Sin embargo, los alimentos básicos no bastan para proporcionar todos los nutrientes que necesita el organismo. Hay que consumir otros alimentos que aporten energía adicional, proteínas y micronutrientes. Consuma legumbres de ser posible cada día. Estos alimentos proporcionan a la persona las proteínas necesarias para desarrollar y restablecer el organismo y también para formar músculos fuertes. Dichos alimentos contienen buenas fuentes de vitaminas, minerales y fibras y ayudan a mantener activo el sistema inmunitario. Las legumbres comprenden frijoles, arvejas, lentejas, cacahuetes (incluida la manteca de cacahuete) y soja. Cuando se consumen junto con alimentos básicos aumenta la calidad de la proteína. Las leguminosas constituyen una fuente más barata de proteína que los alimentos animales, como la carne de vacuno y de pollo, y de ser posible deben consumirse a diario.
Consuma con regularidad productos cárnicos y lácteos. Los alimentos procedentes de animales y el pescado deben también consumirse tan frecuentemente como pueda uno permitirse consumirlos. Proporcionan proteínas de gran calidad, vitaminas y minerales, así como energía suplementaria. Ayudarán a fortalecer los músculos y el sistema inmunitario. Comprenden todas las formas de carne, aves, pescado, huevos y productos lácteos como leche, leche agria, suero de leche, yogur y queso.
Consuma hortalizas y frutas cada día. Las hortalizas y las frutas constituyen una parte importante de una dieta sana y equilibrada. Proporcionan las vitaminas y minerales que mantienen en funcionamiento el organismo y refuerzan el sistema inmunitario. Son alimentos especialmente importantes para que los enfermos de VIH/SIDA puedan combatir la infección. Consumase una amplia variedad pues cada producto proporciona diferentes vitaminas y minerales.
A continuación una lista de productos recomendados: Hortalizas y frutas de color amarillo, otras hortalizas y frutas naranja, rojo o verde oscuro. Hortalizas de hoja verde (espinacas, tomates, coles, naranjas, mandarinas, calabazas, hojas de mandioca), pimientos toronjas, limones, guayabas, mangos, verdes, calabacines, zanahorias, melocotones granadillas, piñas, moras y papaya.

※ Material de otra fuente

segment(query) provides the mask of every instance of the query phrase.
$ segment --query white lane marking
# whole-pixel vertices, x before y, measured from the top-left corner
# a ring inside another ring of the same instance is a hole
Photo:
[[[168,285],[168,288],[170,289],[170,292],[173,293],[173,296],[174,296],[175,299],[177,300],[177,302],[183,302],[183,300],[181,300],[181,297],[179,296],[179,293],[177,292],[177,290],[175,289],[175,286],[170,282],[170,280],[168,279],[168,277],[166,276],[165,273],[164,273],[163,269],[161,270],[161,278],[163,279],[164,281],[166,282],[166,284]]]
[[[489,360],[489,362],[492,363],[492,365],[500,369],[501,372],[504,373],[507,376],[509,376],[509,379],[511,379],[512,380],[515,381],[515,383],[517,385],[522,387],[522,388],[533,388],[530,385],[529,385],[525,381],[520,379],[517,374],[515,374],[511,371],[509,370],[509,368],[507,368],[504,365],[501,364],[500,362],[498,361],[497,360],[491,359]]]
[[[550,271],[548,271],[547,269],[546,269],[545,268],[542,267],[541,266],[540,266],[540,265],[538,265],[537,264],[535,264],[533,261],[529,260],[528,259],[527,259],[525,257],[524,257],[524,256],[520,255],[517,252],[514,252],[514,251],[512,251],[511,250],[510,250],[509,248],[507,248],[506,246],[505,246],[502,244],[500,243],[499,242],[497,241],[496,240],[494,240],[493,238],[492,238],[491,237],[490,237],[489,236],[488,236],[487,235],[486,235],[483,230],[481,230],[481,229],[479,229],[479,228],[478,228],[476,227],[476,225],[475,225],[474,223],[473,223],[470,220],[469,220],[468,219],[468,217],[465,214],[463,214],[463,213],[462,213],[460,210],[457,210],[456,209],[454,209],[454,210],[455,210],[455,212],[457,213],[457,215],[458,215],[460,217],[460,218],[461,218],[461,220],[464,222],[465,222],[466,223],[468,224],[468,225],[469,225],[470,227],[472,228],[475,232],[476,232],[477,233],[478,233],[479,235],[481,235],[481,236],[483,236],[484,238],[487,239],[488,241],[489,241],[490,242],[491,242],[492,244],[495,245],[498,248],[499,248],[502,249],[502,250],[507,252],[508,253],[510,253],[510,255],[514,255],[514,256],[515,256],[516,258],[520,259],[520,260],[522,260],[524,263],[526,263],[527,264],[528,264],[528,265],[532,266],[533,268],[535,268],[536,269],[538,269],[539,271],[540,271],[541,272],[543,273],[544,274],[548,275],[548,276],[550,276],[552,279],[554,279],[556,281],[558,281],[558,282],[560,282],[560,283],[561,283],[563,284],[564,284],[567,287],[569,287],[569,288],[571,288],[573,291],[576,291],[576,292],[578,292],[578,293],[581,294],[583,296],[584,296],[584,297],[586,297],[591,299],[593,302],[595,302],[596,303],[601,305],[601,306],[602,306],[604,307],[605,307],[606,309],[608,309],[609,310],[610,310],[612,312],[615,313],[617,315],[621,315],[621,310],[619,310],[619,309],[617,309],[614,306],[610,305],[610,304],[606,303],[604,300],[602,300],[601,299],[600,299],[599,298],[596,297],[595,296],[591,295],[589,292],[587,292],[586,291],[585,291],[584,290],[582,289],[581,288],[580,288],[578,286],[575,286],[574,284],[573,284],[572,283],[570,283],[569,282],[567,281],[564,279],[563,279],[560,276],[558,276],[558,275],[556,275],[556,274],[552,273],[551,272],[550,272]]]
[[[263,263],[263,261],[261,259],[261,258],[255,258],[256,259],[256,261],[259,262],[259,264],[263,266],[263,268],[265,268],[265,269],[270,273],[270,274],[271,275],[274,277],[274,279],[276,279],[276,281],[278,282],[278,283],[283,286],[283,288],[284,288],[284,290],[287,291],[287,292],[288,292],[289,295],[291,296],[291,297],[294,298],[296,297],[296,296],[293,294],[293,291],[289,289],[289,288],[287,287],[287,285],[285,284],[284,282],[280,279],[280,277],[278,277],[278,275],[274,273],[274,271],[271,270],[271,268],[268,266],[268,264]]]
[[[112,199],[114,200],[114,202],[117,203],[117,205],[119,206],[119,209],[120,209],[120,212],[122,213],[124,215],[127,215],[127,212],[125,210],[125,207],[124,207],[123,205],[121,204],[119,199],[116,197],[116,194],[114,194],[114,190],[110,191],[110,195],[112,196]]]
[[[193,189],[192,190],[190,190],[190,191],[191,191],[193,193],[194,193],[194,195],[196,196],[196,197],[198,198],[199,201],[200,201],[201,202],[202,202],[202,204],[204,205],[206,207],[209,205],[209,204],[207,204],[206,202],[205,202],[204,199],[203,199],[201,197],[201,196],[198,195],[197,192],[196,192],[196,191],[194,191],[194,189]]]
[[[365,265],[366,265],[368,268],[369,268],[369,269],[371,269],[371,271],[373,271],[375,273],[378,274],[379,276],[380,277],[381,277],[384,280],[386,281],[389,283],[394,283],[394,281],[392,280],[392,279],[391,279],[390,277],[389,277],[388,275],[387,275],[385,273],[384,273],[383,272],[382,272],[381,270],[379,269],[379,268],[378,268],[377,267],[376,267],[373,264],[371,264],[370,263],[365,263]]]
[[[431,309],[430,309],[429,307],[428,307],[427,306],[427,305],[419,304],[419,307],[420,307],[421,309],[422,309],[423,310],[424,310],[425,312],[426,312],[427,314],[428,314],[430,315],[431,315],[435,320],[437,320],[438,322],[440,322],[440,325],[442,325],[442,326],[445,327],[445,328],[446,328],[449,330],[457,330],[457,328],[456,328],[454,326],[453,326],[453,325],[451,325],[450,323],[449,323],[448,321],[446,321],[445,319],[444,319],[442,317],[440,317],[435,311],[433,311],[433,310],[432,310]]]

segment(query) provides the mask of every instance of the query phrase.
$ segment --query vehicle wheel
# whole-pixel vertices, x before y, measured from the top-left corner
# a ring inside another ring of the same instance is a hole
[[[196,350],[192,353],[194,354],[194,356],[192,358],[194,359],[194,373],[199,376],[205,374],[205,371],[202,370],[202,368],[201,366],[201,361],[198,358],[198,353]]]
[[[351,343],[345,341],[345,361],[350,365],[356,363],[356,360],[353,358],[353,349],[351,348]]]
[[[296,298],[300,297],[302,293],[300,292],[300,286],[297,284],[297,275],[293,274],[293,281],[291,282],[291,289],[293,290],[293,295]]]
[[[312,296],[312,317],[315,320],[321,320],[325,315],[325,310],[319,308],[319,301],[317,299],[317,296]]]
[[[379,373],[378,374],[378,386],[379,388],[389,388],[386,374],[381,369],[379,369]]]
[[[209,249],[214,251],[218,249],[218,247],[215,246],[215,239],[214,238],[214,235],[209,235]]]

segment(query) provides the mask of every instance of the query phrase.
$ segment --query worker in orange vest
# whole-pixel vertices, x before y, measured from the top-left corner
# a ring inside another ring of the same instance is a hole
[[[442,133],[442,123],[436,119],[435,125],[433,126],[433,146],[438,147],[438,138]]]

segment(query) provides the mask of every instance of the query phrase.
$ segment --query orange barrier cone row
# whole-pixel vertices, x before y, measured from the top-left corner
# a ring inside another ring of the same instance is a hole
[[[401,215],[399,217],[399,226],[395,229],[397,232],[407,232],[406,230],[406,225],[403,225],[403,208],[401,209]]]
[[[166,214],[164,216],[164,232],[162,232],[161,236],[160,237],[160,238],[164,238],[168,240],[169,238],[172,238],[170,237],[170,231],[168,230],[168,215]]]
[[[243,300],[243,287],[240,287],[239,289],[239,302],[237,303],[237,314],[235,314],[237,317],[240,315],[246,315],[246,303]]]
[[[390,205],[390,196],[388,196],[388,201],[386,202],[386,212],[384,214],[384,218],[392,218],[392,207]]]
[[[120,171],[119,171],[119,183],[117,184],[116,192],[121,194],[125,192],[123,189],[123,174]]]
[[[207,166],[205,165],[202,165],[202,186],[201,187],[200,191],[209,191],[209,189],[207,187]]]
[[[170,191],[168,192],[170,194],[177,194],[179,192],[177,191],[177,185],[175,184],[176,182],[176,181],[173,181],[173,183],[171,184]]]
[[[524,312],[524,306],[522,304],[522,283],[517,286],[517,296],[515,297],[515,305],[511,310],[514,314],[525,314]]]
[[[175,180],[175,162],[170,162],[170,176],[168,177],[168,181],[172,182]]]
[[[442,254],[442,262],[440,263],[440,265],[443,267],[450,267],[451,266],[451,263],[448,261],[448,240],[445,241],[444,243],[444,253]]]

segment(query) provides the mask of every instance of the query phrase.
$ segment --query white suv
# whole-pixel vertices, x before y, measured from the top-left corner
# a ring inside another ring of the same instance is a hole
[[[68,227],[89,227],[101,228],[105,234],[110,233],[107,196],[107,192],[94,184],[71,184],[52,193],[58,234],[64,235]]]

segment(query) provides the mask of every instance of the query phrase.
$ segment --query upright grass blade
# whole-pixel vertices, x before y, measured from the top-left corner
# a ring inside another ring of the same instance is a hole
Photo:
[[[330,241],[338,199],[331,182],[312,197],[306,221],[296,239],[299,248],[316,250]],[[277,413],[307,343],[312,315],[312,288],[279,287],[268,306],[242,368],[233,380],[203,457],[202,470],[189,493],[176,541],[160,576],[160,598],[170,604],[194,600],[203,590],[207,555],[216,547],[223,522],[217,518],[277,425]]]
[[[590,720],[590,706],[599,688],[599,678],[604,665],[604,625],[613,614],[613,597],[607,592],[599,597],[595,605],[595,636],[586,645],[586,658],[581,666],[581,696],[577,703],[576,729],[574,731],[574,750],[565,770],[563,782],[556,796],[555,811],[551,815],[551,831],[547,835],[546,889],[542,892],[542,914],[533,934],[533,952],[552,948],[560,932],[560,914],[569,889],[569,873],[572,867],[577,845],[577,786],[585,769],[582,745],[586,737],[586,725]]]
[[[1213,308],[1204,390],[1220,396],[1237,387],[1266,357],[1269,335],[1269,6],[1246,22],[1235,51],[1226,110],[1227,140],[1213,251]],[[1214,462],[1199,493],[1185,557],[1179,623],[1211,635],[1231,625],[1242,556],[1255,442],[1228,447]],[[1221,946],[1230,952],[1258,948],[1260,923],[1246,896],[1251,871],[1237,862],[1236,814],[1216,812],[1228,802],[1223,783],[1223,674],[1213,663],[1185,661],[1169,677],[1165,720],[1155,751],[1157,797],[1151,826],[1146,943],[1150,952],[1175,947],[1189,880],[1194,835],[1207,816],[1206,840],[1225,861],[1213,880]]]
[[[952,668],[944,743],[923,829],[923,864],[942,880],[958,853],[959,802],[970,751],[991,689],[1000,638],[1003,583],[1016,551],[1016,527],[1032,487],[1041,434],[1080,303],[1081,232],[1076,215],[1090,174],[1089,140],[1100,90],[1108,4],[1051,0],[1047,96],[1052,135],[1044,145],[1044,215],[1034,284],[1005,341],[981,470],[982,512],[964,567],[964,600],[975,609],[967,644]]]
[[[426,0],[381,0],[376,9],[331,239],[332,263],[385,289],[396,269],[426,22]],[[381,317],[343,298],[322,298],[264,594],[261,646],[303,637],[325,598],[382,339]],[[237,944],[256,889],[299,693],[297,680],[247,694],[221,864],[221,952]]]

Una nutrición sana y equilibrada es importante para toda persona, no sólo para quienes han adquirido el VIH/SIDA, por ello un llamado a mantener los justos equilibrios entre quienes, sin vivir con Vih, fuerzan su cuerpo a dietas que transgreden normas nutricionales básicas para una buena calidad de vida.
En las próximas ediciones de nuestro portal continuaremos abordando esta materia desde diversas miradas profesionales y también culturales. Lo importante es contribuir a la conducta responsable en materia de nutrición y finalmente de calidad de vida, tanto para quienes viven o no con VIH/SIDA.